TotorRo - All glory to John Baltor Après quelques grappes de concerts disséminés un peu partout en Europe et un premier EP digital sorti assez confidentiellement en 2008, TotorRo "s'exporte" vers le pays du Soleil levant pour trouver refuge chez un label nippon, spécialisé en pépites européennes (la structure a déjà sorti des éditions limités d'albums d'AmenRa, Kingdom, Seila Chiara ou encore The Black Heart Rebellion...) : Tokyo Jupiter Records, histoire de trouver une structure capable de donner naissance à un objet digne de l'album qu'ils s'apprêtent alors à publier. Et pour cause, lorsque celui-ci voit le jour, (dans un élégant digifile) à l'automne 2011, on comprend pourquoi les rennais se sont donnés cette peine.

N'y allons pas par quatre chemin, les... quatre compositions figurant au tracklisting d'All glory to John Baltor sont des pépites. Mais du genre à pouvoir se tirer la bourre avec ce que peu produire Mogwai (mais pas que) en termes de qualité intrinsèque. C'est dire un peu le niveau des gaziers, qui dès "John Baltor" satellisent l'auditoire en délivrant une petite merveille d'ambient/post-rock extrêmement classieux mais dans le même temps terriblement enfiévré. Une intensité rare, un climax qui flirte avec les limites d'un post-metal sludge tellurique, des constructions instrumentales enchâssées les unes sur les autres, il n'y a pas encore de chant et pourtant, toute la pièce vibre déjà. Surtout que lorsque celui-ci (le chant donc) entre justement en scène, sur "Lavate las manos", c'est pour s'engager dans la voix d'un screamo/post-hardcore défigurant littéralement les enceintes.

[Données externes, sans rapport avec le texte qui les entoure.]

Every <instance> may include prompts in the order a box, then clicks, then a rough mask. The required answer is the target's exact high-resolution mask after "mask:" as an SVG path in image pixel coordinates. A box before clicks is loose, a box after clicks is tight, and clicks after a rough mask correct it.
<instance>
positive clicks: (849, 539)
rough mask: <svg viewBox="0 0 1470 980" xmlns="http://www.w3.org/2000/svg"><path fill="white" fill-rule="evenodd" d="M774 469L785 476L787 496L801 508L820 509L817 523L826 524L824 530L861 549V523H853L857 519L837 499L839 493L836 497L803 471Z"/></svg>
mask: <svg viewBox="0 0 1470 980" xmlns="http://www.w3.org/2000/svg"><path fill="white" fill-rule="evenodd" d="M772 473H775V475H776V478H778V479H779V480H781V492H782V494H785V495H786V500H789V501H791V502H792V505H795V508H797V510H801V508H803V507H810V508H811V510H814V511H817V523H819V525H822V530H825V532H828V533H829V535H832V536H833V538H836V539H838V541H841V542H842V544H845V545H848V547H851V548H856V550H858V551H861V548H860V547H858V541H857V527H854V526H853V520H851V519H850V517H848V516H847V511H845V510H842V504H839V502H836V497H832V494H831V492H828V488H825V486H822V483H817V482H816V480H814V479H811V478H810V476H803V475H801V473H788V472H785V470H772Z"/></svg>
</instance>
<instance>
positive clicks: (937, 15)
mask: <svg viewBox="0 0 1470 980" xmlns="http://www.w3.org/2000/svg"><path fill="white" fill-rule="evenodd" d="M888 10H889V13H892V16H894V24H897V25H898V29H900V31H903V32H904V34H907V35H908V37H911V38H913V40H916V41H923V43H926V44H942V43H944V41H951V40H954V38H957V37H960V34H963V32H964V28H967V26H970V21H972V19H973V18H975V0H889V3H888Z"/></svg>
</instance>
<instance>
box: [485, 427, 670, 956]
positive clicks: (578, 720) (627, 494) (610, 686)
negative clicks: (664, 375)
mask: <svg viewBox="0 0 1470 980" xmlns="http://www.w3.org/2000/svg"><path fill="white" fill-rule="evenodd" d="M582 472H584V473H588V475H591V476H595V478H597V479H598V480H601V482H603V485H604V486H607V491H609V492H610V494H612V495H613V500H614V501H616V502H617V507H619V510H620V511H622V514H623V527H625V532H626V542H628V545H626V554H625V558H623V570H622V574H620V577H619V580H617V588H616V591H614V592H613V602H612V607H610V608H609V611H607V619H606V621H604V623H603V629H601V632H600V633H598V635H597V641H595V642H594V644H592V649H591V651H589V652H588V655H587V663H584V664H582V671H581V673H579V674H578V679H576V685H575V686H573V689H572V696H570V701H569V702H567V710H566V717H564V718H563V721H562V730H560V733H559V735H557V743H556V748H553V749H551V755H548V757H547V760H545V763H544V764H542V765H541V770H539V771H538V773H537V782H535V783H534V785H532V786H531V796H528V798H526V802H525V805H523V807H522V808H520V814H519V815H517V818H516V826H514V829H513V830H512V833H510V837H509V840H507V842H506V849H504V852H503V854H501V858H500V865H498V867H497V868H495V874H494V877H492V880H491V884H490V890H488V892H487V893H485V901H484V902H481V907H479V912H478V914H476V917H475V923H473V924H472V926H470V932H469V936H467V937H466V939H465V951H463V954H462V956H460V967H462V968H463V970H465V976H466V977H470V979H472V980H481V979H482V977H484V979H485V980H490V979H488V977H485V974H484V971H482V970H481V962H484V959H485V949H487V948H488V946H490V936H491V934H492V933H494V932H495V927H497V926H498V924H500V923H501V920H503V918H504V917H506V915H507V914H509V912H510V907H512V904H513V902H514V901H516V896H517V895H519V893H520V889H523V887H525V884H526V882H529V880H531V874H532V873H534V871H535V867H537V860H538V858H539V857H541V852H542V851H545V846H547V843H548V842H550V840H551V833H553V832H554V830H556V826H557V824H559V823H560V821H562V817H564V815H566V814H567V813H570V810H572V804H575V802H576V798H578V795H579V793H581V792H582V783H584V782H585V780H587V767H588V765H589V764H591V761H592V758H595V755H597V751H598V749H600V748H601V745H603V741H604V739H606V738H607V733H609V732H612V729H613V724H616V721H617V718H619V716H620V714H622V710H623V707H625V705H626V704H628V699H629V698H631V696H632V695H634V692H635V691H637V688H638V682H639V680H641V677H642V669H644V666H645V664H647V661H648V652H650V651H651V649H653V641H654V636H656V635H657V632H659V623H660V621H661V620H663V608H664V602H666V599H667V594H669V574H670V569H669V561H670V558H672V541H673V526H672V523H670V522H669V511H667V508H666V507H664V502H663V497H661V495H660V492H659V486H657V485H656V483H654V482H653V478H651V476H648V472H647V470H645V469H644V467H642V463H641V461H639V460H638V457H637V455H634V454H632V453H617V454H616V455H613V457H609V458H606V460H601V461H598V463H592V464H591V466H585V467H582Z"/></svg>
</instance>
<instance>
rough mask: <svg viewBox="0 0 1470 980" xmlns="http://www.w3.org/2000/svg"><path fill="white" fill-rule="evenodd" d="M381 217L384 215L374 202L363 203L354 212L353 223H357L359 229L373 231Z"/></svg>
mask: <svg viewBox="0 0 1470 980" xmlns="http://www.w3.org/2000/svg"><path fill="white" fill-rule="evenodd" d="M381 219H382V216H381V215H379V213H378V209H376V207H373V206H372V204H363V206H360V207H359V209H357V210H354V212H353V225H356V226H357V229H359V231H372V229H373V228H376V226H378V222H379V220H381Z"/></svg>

En deux titres, TotorRo a déjà frappé fort mais n'a pas encore tout montré. Parce qu'avec "The stamped", là, le groupe livre son chef-d'oeuvre, mélangeant habilement post-rock alternatif et emo/screamo à la Envy sauf que dix fois mieux dans le cas présent. Si bien que l'on ressort de ce titre-fleuve (près de 14 minutes quand même) les tympans ensanglantés, l'âme en lambeaux et pourtant happé par une irrépressible envie d'y replonger. Et ce n'est qu'avec le bouleversant "The yellow one" que le groupe nous fera "oublier" le titre précédent. Expédiant les déferlantes post-metal ébrécher les murs du studio pour expulser cette colère sourde qui ne demandait qu'à voir le jour. Encore une fois le mélange screamo/post-rock/metal fait des ravages, malgré quelques variations de rythme qui désamorce parfois un peu la tension générale, et le final s'offre un ultime grand-huit émotionnel qui met fatalement l'assistance d'accord sur l'évidente excellence de l'album. Bluffant.

PS : l'album est en écoute intégrale via Bandcamp.